Computational Science at Extreme Scale

The fastest supercomputers in the world have recently reached ExaFLOPS performance. This means that they can execute 10^18 floating point operations per second. While this amazing number highlights the enormous progress, in computer technology, we should of course also ask “what is this good for?” This talk will illustrate typical supercomputer applications and two examples will be presented in more detail. The first is from the Earth sciences. Here computational models of the Earth mantle must represent the volume of almost the whole planet, that is approximately 10^12 cubic kilometers. If a resolution of 1km is desired globally, then computing a single time step of the simulation will involve solving a linear system of equations with more than 10^12 unknowns. With short time steps on the order of tenthousand years, the goal is to compute the evolution of the planet for a time span of hundreds of millions of years both forward and backward in time.

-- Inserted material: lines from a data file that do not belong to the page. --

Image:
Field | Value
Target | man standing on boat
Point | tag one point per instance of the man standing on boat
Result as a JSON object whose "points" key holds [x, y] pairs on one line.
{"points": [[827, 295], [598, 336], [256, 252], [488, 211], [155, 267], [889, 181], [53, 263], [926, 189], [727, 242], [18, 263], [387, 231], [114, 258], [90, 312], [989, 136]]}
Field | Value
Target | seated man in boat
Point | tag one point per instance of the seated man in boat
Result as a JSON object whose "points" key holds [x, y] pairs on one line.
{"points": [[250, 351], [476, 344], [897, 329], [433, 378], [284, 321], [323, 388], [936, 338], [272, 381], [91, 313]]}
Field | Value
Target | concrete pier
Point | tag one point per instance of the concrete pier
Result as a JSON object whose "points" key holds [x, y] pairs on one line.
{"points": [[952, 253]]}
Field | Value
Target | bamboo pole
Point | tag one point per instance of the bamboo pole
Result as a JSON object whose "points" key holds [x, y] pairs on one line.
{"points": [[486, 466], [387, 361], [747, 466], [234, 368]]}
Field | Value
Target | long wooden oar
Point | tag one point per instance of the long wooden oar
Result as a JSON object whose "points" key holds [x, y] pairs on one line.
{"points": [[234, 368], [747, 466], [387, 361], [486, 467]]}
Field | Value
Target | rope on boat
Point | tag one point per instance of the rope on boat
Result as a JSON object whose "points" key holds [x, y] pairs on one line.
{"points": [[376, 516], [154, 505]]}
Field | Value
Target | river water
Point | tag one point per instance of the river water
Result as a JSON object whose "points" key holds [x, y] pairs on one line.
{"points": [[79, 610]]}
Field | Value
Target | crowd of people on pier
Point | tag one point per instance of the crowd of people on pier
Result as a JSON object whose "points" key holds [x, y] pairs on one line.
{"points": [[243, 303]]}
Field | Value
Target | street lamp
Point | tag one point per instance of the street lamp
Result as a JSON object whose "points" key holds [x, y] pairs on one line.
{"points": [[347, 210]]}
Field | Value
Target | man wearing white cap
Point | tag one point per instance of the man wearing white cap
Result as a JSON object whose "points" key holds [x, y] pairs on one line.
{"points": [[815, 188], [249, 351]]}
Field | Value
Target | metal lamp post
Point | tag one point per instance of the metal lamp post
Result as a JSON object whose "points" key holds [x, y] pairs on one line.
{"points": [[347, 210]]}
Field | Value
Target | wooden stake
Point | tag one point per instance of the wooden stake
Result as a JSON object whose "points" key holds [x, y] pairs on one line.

In the talk, we will present some of the algorithms, programming techniques, and the supercomputer systems that are necessary to bring computations of such magnitude within reach. A second example will be the simulation of wind turbines or wind farms, as one of the critical technologies needed in our the transition to renewable energies. Here simulations do not only serve to better understand the physics of wind turbines, but they also help to improve their design, with the goal of maximizing the harvested energy. These two examples illustrate scientific research, where progress depends crucially our ability to simulate such complex systems accurately enough. Here simulations on large supercomputers help to develop new scientific insight or they can be directly used in the development of technologies and as powerful tools to optimize them.